The two institutions have been at loggerheads over this function, with each issuing different directives at the county level, where both are represented. The task force now wants the government to domicile quality assurance at the ministry, which should also have exclusive authority to oversee functions in all basic education institutions. Says the report: “The Directorate of Quality Assurance and Standards should be conferred with operational powers in law to enable it enforce laws, policies and guidelines of the Ministry and any other Ministries, Department and Agencies that pertain to basic education institutions.” School auditors, who currently report to the Ministry of Education, would also have to be redeployed because the taskforce has recommended that their job be done by officers from the Office of the Auditor-General.

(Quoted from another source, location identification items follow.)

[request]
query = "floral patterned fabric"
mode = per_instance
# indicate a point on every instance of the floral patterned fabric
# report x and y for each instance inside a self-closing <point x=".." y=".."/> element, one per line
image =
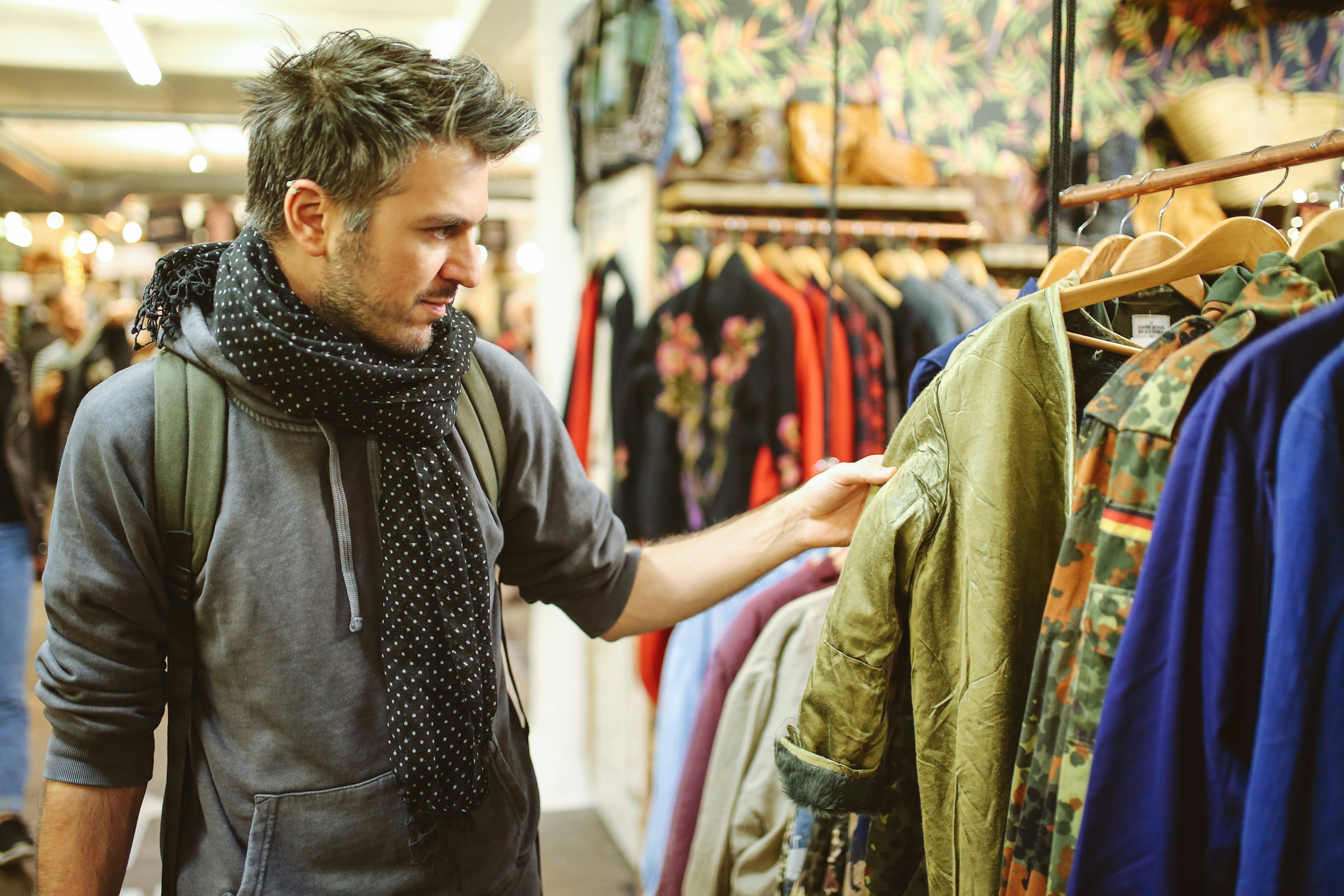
<point x="1124" y="453"/>
<point x="710" y="387"/>
<point x="968" y="78"/>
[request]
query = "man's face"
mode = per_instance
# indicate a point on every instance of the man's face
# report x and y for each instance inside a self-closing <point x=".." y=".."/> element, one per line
<point x="70" y="312"/>
<point x="393" y="281"/>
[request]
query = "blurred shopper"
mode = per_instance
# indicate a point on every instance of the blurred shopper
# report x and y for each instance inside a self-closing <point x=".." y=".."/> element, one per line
<point x="21" y="537"/>
<point x="353" y="731"/>
<point x="84" y="354"/>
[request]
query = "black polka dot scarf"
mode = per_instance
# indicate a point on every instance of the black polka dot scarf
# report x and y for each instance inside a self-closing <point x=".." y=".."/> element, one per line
<point x="436" y="629"/>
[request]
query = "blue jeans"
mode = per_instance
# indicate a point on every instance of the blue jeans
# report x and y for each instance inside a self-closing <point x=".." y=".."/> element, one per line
<point x="15" y="598"/>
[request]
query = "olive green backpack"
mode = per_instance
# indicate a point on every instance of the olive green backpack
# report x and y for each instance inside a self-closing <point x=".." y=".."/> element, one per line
<point x="191" y="417"/>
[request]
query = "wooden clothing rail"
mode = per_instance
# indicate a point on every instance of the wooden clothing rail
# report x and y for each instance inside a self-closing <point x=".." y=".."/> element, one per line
<point x="1253" y="162"/>
<point x="854" y="227"/>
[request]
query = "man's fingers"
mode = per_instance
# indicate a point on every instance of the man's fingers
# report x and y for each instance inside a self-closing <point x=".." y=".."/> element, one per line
<point x="866" y="472"/>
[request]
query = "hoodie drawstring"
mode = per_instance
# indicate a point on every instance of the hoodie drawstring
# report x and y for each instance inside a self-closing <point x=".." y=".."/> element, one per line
<point x="343" y="538"/>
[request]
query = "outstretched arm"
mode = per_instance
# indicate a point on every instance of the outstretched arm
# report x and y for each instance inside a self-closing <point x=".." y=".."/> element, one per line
<point x="85" y="839"/>
<point x="680" y="577"/>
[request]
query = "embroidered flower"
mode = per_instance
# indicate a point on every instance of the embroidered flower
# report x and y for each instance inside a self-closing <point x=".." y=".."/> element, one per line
<point x="683" y="371"/>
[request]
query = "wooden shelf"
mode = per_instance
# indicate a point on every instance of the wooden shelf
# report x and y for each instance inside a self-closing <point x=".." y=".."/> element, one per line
<point x="1015" y="256"/>
<point x="698" y="194"/>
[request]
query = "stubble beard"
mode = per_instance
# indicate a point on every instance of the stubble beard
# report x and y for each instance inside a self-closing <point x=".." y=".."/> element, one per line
<point x="378" y="320"/>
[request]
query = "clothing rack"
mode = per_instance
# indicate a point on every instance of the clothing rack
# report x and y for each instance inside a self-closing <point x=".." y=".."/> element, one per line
<point x="1253" y="162"/>
<point x="843" y="226"/>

Equally, the team wants the Ministry of Education, Council of Governors (CoG) and TSC to agree on a centralised management of nursery and primary school teachers. This should also be the case with tutors in Technical and Vocational Education and Training (TVETs). Scheme of service ECDE institutions and teachers are managed and paid by the respective counties while TSC undertakes their registration and disciplinary matters.
Now the Munavu team wants ECDE teachers managed alongside their counterparts in primary schools. Tutors in TVETs are currently managed under four different categories; Technical Training Institutes (TTIs), Polytechnics, Vocational Training Centres (VCTs) and Technical Training Colleges. Some of the tutors and institutions are under counties, others under the Ministry of Education while others fall under the Office of the President or under the Public Service Commission. The tutors lack a scheme of service and career progression guidelines, which has affected their morale and denied them regular salary reviews afforded to other civil servants.
And to end the apparent tussle between the government and some sponsors, particularly religious organisations, the taskforce has proposed that all land title deeds belonging to educational institutions be registered in the name of the Ministry of Education as a trustee. That means before the government registers a new public learning institution sponsored by a private entity, that sponsor must surrender its title deed to the ministry. On universities, vice chancellors will be competitively appointed through select panels set up by respective university councils. Meanwhile, chancellors — who have in the past been presidential appointees — will be selected by university senates and councils if the proposals in the report are adopted. A combined team of a university senate and council will submit names of three candidates to the Education Cabinet Secretary to select to be the chancellor.